If you’ve had the pleasure of seeing Dan Deacon live, you may think you know what to expect: audience participation, stroboscopic lights, human tunnels and a general sense of psychedelic shenanigans. In other words, Dan doesn't seem like the sort of guy that would take himself too seriously. Yet behind the controlled insanity over which the Baltimore-native presides, there have been signs that Deacon has more "serious" aspirations as a musician and artist.

In 2011, Deacon scored Francis Ford Coppola’s little-seen art house film 'Twixt,' and, last spring, played Carnegie Hall with nary a glowing green skull in sight. In interviews, Deacon has been quick to point to his work with classical composers, and he discusses his arrangements with the precise language of a musical theorist.

His third album, the austerely titled 'America,' is the culmination of these ambitions -- a non-ironic exploration of Deacon’s homeland that, like everything he has released before, asks to be embraced with wide eyes and an open heart.

If you're worried that Deacon's interest in classical tropes has dampened his more spasmodic leanings, then opening track 'Guilford Avenue Bridge' should quell your fears. The song builds from a sustained drone that rises into a frenetic explosion as untamed as anything on 2009's 'Bromst.' In fact, much of the first half of 'America' is filled with songs that longtime Deacon fans will immediately find appealing. 'True Thrush' uses loops and clipped vocals to create a technicolor ride with Deacon's surprisingly emotive vocals at the forefront, while 'Lots' is punk rock filtered through abrasive synths that you could imagine a crowd of LSD-dosed muppets moshing to. When Deacon covered Butthole Surfers last year for the 10-year anniversary of Michael Azerrad's 'Our Band Could Be Your Life,' it was with same fuzzed-out rhythmic intensity of 'Crash Jam.'

Of all the songs on the album's first half, 'Pretty Boy' is the biggest departure for Deacon. Less jumbled and glitchy than elsewhere on the LP, the track is a relatively staid travelogue through various sonic ideas. It's clear that Deacon loves the sound of live instrumentation, and listening to 'Pretty Boy,' you can almost see him fawning over each new sound as he lovingly pulls them from his pocket.
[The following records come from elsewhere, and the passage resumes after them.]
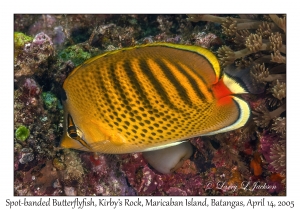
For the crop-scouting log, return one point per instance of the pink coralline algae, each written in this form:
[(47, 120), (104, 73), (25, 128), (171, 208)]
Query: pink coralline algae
[(254, 153), (147, 181)]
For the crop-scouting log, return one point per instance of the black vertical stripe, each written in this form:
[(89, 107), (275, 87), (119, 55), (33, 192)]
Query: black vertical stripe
[(135, 82), (117, 84), (157, 85), (193, 82), (182, 92), (102, 86)]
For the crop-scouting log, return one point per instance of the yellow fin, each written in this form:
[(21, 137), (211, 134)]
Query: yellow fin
[(233, 85)]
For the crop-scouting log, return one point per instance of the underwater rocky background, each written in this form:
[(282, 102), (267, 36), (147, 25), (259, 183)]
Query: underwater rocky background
[(48, 47)]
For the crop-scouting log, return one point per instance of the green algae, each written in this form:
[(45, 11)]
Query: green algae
[(50, 100), (22, 133), (76, 54), (20, 40)]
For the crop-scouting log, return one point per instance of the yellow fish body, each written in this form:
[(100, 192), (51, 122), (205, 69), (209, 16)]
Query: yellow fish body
[(149, 97)]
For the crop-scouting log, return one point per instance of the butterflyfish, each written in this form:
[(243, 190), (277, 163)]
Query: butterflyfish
[(149, 97)]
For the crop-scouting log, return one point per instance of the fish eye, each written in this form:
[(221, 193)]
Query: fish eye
[(63, 95), (75, 133)]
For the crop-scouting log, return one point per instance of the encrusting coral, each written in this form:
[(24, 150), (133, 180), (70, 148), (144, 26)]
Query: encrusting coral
[(48, 47)]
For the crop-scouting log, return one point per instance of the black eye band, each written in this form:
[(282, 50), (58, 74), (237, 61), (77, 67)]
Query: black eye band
[(72, 132)]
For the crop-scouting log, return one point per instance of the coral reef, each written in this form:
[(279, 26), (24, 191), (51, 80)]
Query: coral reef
[(48, 47)]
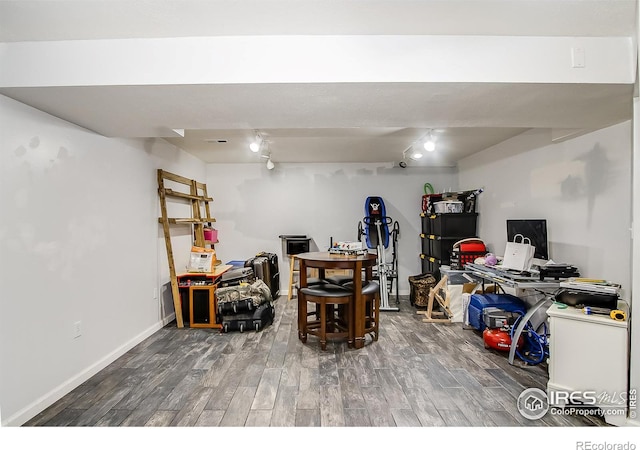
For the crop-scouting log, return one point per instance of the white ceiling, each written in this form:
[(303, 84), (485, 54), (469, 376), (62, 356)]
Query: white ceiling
[(325, 122)]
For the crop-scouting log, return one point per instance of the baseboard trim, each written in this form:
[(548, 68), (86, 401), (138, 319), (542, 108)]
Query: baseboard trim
[(63, 389)]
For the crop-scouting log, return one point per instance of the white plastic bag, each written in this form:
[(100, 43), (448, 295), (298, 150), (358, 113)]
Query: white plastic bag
[(518, 255)]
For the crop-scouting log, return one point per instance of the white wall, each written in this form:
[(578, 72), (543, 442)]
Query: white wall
[(253, 206), (581, 186), (79, 241)]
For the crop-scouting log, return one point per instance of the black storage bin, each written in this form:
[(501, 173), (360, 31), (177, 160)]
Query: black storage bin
[(461, 225), (441, 248), (426, 223), (425, 244)]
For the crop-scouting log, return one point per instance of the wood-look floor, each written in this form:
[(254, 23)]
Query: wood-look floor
[(415, 375)]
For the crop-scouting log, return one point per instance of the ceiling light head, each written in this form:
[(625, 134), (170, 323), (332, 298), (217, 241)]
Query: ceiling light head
[(430, 145), (270, 164)]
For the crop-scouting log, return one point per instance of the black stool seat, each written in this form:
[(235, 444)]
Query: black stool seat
[(368, 287), (326, 290), (339, 279)]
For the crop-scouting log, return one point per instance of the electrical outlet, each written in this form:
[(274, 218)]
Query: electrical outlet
[(577, 57), (77, 329)]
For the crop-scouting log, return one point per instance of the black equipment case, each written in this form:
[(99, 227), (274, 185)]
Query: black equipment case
[(265, 267), (252, 320)]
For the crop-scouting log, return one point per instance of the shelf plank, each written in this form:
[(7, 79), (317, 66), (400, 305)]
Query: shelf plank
[(187, 221), (172, 193)]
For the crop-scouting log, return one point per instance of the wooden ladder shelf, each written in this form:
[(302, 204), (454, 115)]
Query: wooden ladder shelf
[(200, 216), (438, 294)]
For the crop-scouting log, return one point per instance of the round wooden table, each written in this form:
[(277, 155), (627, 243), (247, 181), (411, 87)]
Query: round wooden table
[(355, 263)]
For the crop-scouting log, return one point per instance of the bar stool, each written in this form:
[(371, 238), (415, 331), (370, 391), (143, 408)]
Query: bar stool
[(333, 313), (294, 275), (371, 297)]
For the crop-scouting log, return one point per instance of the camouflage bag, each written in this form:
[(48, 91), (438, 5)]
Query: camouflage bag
[(257, 292)]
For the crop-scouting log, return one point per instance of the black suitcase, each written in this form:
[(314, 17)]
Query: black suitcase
[(265, 267), (235, 307), (254, 320), (237, 276)]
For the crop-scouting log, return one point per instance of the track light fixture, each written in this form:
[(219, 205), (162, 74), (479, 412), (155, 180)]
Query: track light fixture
[(270, 164), (429, 143), (256, 144)]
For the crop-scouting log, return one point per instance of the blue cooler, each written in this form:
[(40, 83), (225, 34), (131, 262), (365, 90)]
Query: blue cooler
[(479, 302)]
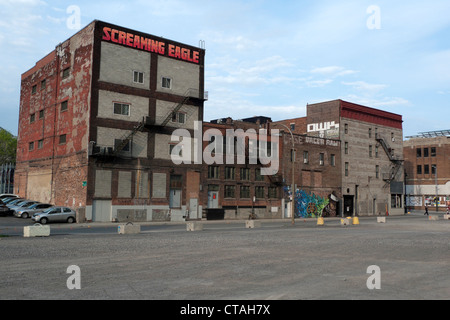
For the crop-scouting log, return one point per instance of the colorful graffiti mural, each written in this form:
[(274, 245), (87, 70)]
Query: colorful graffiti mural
[(309, 205)]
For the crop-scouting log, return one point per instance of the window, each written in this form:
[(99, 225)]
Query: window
[(245, 192), (245, 174), (167, 83), (321, 159), (118, 143), (122, 109), (305, 157), (229, 173), (176, 150), (433, 151), (396, 201), (179, 117), (419, 169), (66, 73), (138, 77), (333, 160), (213, 172), (62, 139), (64, 105), (273, 193), (259, 192), (230, 191), (258, 175)]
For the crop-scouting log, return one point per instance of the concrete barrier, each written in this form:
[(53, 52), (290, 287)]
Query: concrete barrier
[(252, 224), (129, 228), (381, 219), (320, 221), (37, 230), (194, 226)]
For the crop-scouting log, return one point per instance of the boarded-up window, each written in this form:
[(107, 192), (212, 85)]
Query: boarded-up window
[(124, 187), (103, 184), (159, 185), (142, 185)]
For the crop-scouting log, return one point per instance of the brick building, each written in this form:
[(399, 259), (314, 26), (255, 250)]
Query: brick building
[(427, 167), (357, 159), (96, 118), (238, 186)]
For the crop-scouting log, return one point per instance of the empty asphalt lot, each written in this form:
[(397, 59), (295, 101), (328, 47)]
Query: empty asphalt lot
[(226, 261)]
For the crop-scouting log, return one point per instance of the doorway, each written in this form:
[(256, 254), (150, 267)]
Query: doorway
[(348, 205)]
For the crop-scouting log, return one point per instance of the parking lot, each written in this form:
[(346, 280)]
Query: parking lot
[(227, 261)]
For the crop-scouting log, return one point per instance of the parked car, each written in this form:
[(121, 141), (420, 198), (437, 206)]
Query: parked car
[(22, 205), (55, 214), (8, 195), (14, 202), (4, 210), (26, 213)]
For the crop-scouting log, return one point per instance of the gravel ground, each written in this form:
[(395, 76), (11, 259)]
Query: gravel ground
[(275, 262)]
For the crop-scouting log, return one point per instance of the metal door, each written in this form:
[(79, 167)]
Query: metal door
[(102, 211), (193, 209), (213, 199), (175, 198)]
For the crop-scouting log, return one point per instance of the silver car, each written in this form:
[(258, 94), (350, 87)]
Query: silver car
[(26, 213), (22, 205), (55, 214)]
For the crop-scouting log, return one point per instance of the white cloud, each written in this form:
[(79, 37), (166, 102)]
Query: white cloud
[(364, 86), (318, 83)]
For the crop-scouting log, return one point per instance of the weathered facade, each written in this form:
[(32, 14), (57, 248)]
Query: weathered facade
[(427, 167), (96, 118)]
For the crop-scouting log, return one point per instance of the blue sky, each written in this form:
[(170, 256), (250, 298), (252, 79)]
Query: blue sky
[(266, 57)]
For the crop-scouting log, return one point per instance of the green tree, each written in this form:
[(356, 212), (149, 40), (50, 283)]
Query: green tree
[(8, 147)]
So what then of the weighty title of 'America'? While the album's lyrics remain mostly obscured, the suite of songs that end the record points toward Deacon's loftier aims. Labeled 'USA: 1-IV,' with subtitles like 'The Great American Desert' and 'Is a Monster,' Deacon lets these tracks stretch and build, playing with one or two ideas over their runtime. 'Rail' could soundtrack a train ride across the prairies, while 'The Great America Desert' lumbers until it reaches melodic heights reminiscent of F--- Buttons songs like 'Olympians.'

The album ends on a cathartic high-note with the epic sounds of 'Manifest,' but as the buzzing synths fade it's easy to wonder if 'America' truly requires the conceptual anchor that Deacon has saddled it with. That's a small quibble, though, and may well have been solved had Deacon simply chosen a different title. This is life-affirming music, acutely fussed over, that wears its ambition on its sleeve. Who could have guessed that a man who plays live with an iPod taped to a plastic banana would have made one of the most earnest pop albums of the year.